Who are we?
Portainer is on a mission to make container management simple, quick, and easy. Whether it's Kubernetes, Swarm, Docker, or Edge computing the drive to create expert, elegant, simple, yet powerful tools that make the complex simple is what makes us tick. In its first three years, Portainer has experienced staggering global uptake of its Open-Source product, with hundreds of thousands of active users and many hundreds of millions of downloads. Now we're making the transition to our first commercial product, backed by an awesome group of global investors.
To help us bring our vision for Portainer to life, we're searching for a highly skilled, go-getting, self-driven and experienced Platform Engineer to join our remote team. You will have extensive experience in Kubernetes/Swarm administration, troubleshooting across all components, infrastructure, observability, and platform engineering. This role will involve managing large-scale Kubernetes environments, implementing, maintaining and ensuring the reliability and scalability of the platform. You will also be part of an on-call rotation to handle critical incidents.
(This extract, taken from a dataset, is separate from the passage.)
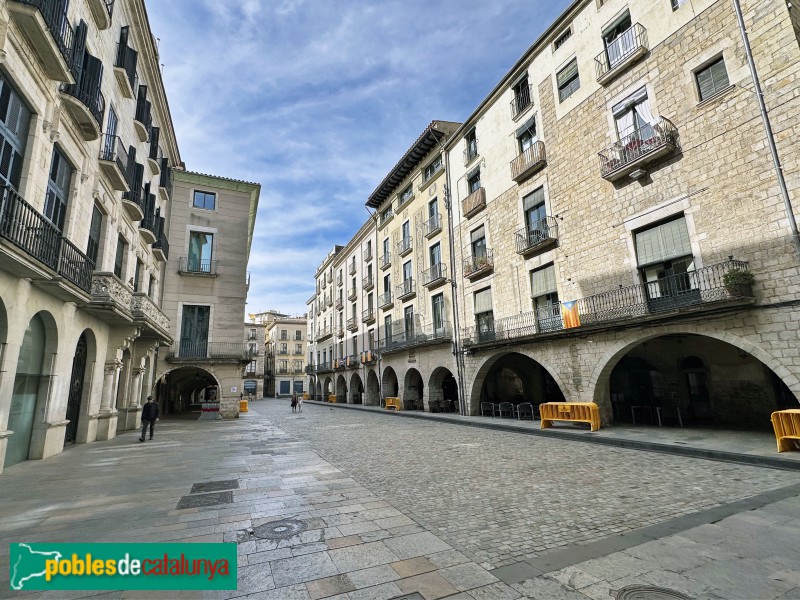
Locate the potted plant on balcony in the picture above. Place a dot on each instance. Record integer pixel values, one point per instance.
(739, 282)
What does our Platform Engineer - Kubernetes do?
Kubernetes Management:
- Manage and optimize large-scale Kubernetes clusters.
- Perform version updates, configuration changes, and troubleshoot issues.
- Assist with and maintain container orchestration using Kubernetes.
Platform Engineering Services:
- Maintain and expand the platform solution to meet SLA/OLS requirements.
- Perform platform moves/adds/changes and monitor core platform metrics.
- Manage load across components and ensure normal operating parameters.
- Implement component updates for defect resolution and preventive maintenance.
Operational Onboarding:
- Create and maintain documentation for service levels, roles, and responsibilities.
- Conduct platform reviews and tooling deployments.
DevOps and SRE:
- Aid in the use of GitOps pipelines and assist in application deployment strategies.
- Provide guidance on namespace, cluster, access control, and isolation best practices.
- Implement blue/green deployment strategies and assist with performance issues.
Automation and DR Planning:
- Develop automations for preventative maintenance and operational efficiency.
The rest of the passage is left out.